Riportiamolo a Venezia!

L’associazione VenetiNet ha lanciato una sottoscrizione – QUI il link al sito VenetiNet – per riportare a Venezia il bellissimo busto del Doge Giovanni II Corner, che sarà battuto all’asta il 24 giugno da Eurantico, a Viterbo.

Il busto del Doge visto di profilo, una fattura di altissimo pregio

L’appello di VenetiNet

Ecco il testo dell’appello di VenetiNet:

Aiutaci con una donazione!

IBAN:      IT 38 O 08590 60690 000900034393

BIC:         CCRTIT2TBCV

BANCA:  BANCA DEL VENETO CENTRALE

INTESTATARIO: Comitato per il recupero del busto del doge

Il busto è riapparso qualche tempo fa da una collezione privata – QUI il link alla notizia di Serenissima News – ed era considerato il monumento funebre del Doge Alvise Pisani, che ne ornava la tomba all’isola della Certosa, e scomparve duecent’anni fa durante le devastazioni napoleoniche.

L’esposto dell’Ufficio Dogale di Albert Gardin

Per questo motivo, considerando l’eventualità di una possibile sottrazione illegittima da Venezia, l’Ufficio Dogale di Albert Gardin, nella persona di Silvano Viero, aveva presentato un esposto, tendente a far accertare la natura e la provenienza del monumento, e chiedendo, in questo caso, che il busto fosse ritirato dalla vendita e restituito a Venezia per essere esposto al Museo Correr.

L’interrogazione del prof. Stefano Zecchi (PdV)
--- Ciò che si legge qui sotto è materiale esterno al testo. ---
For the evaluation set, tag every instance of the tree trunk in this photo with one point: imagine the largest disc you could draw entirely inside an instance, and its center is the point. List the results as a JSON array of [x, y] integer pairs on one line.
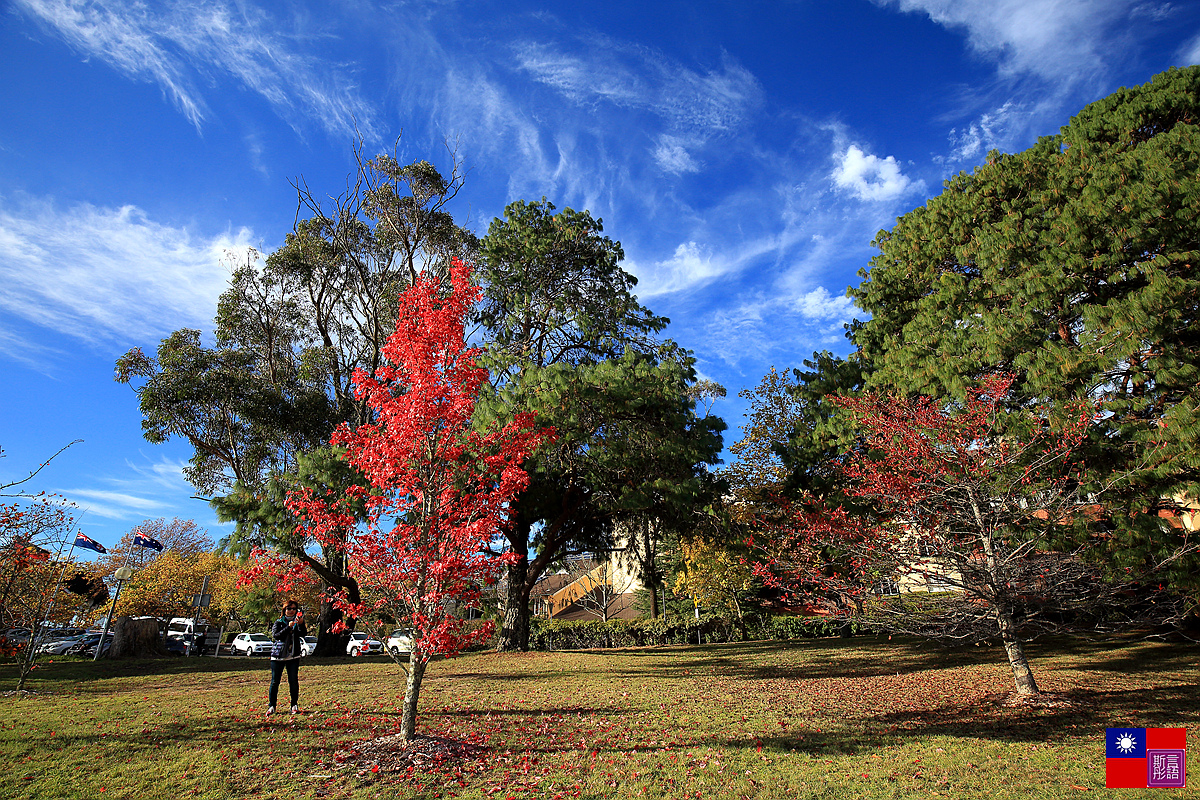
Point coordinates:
[[329, 643], [1017, 660], [136, 638], [515, 631], [412, 695]]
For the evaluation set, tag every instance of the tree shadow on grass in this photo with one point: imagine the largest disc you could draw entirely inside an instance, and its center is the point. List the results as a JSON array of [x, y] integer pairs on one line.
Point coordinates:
[[1083, 713]]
Il caso del busto dogale riapparso è stato oggetto di una interrogazione del professor Stefano Zecchi, consigliere comunale a Venezia per il Partito dei Veneti. “Il Comune di Venezia si attivi perché il settecentesco busto marmoreo del Doge Alvise Pisani sia restituito alla città” chiede il Partito dei Veneti, annunciando l’interrogazione al sindaco del professor Stefano Zecchi. Il quale notava la “contraddizione” tra lo sforzo organizzativo ed economico che fu messo in campo dalle istituzioni veneziane per riportare in città la statua di Napoleone abbattuta duecent’anni fa, e il disinteresse del Comune a restituire a Venezia un monumento che a Venezia appartiene.

Doge Giovanni II Corner, non Alvise Pisani

Gli studi sul busto dogale – condotti da un noto esperto veneziano, il prof. Dino Levorato – hanno successivamente portato a ritenere che il busto non sia del Doge Alvise Pisani, ma di un suo predecessore, il Doge Giovanni II Corner, il doge della vittoriosa guerra di Corfù contro i Turchi, nel 1716, per celebrare la quale Antonio Vivaldi compose la celeberrima Juditha Triumphans, per molti unico vero inno della Serenissima.
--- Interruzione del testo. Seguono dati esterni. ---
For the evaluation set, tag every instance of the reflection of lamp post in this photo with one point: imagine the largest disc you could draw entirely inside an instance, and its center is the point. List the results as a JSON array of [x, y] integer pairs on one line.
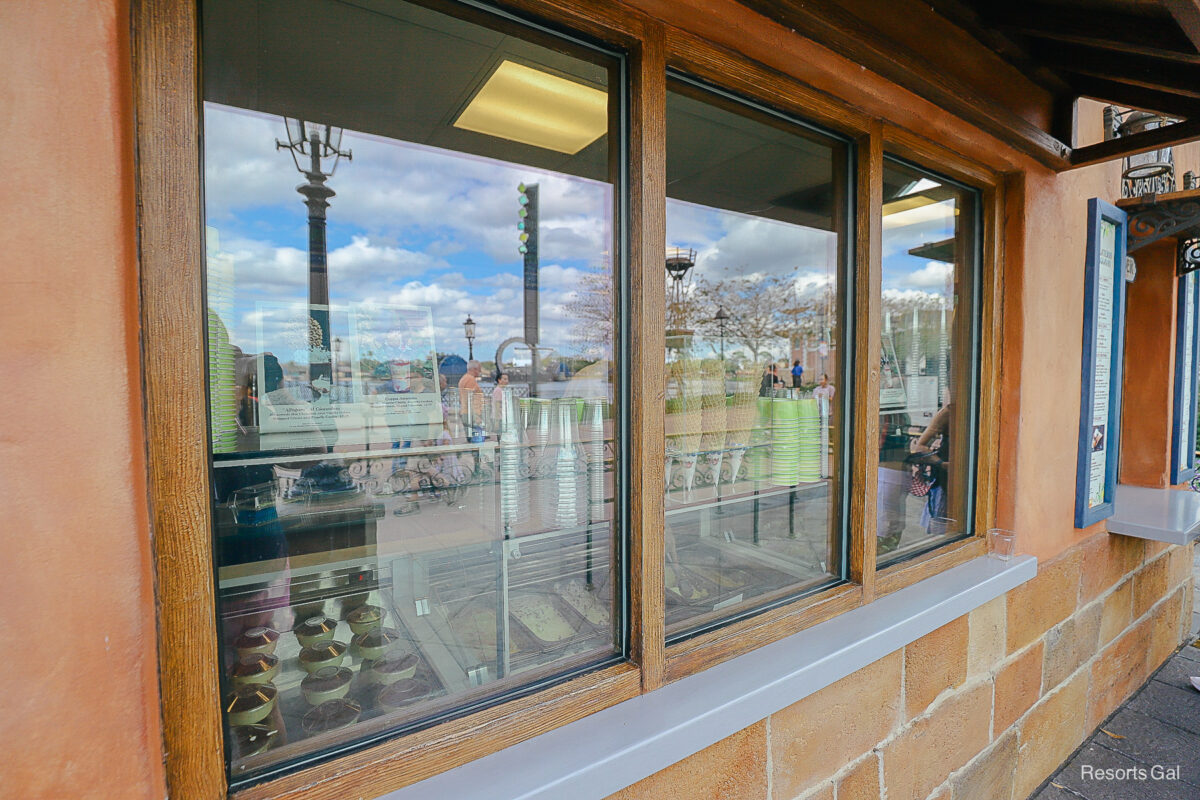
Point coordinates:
[[468, 328], [315, 142], [721, 319]]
La Fortezza Vecchia di Corfù, perno della vittoriosa difesa contro i Turchi

 

Il busto, secondo il prof. Levorato, non sarebbe andato disperso con le spoliazioni napoleoniche: sarebbe stato probabilmente venduto, in anni successivi, dall’ultimo degli eredi della famiglia Corner di San Polo, che trovandosi in ristrettezze, vendette una parte degli arredi del palazzo della famiglia, che appena un secolo prima era una delle più ricche di Venezia.
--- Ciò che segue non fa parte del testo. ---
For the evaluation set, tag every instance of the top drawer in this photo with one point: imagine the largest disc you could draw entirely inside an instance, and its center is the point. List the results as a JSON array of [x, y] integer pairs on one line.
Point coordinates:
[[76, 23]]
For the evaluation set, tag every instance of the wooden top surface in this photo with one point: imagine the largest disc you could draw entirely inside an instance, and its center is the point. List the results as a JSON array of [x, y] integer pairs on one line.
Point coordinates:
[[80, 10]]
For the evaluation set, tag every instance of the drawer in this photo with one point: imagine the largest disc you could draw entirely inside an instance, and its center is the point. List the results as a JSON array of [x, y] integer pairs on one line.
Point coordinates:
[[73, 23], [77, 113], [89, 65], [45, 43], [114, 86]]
Battuto all’asta, base 18.000 euro

Sempre secondo il professor Levorato, il busto del Doge Giovanni II Corner – di notevole pregio artistico – è attribuibile a uno scultore di scuola berniniana. Sarà battuto all’asta il 24 giugno, con un base d’asta di 18.000 euro e un prezzo stimato di aggiudicazione intorno ai 25.000 euro.

Una cifra tutto sommato abbordabile, che l’associazione Venetinet e il Comitato per il recupero del busto del Doge che l’associazione ha promosso – ne fa parte anche l’avvocato Renzo Fogliatacontano di raggiungere, e lanciano un appello ai Veneti: basta una donazione, anche piccola, al Comitato, per consentirgli di partecipare all’asta con ottime speranze di aggiudicarsi il monumento del Doge e di riportarlo a Venezia.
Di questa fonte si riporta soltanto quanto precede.